One of the key advantages of this technology is the ability to aggregate data and quantify various parameters like traffic improvements, safety enhancements, and emissions reductions. It can also enable the identification of trends and support predictive analytics, offering insights into potential outcomes of specific policies before they are implemented. For example, the economic impact of traffic delays could be measured, or before-and-after studies could assess the effectiveness of traffic management strategies – something that is impossible with current systems.
By reimagining transportation systems with these strategies, future urban areas can achieve enhanced safety and improved mobility while significantly reducing their environmental footprint, leading to more sustainable and livable cities.
What role do you see AI playing in the future of smart cities and mobility solutions?
AI will play a major role in the future of smart cities and mobility solutions through data aggregation and decision-making.

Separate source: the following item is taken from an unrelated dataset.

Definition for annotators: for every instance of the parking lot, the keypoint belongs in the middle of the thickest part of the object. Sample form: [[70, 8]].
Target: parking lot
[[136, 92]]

Thanks to AI-powered technologies being used in traffic management, cities can now use data to quantify various parameters, such as traffic improvements, safety enhancements, and emission reductions. This data provides a clear picture of the effectiveness of different traffic management strategies, enabling cities to make the most impactful and beneficial decisions, tailored to the specific needs of each area.
AI also enables the identification of trends and supports predictive analytics, offering insights into potential outcomes if specific policies are implemented. For example, using AI cities can now measure the economic impact of traffic delays, or carry out before and after studies to measure the effectiveness and success of new initiatives. By being able to back up decisions with concrete data, cities are able to pinpoint problems and implement targeted solutions, something that would previously have been impossible to achieve.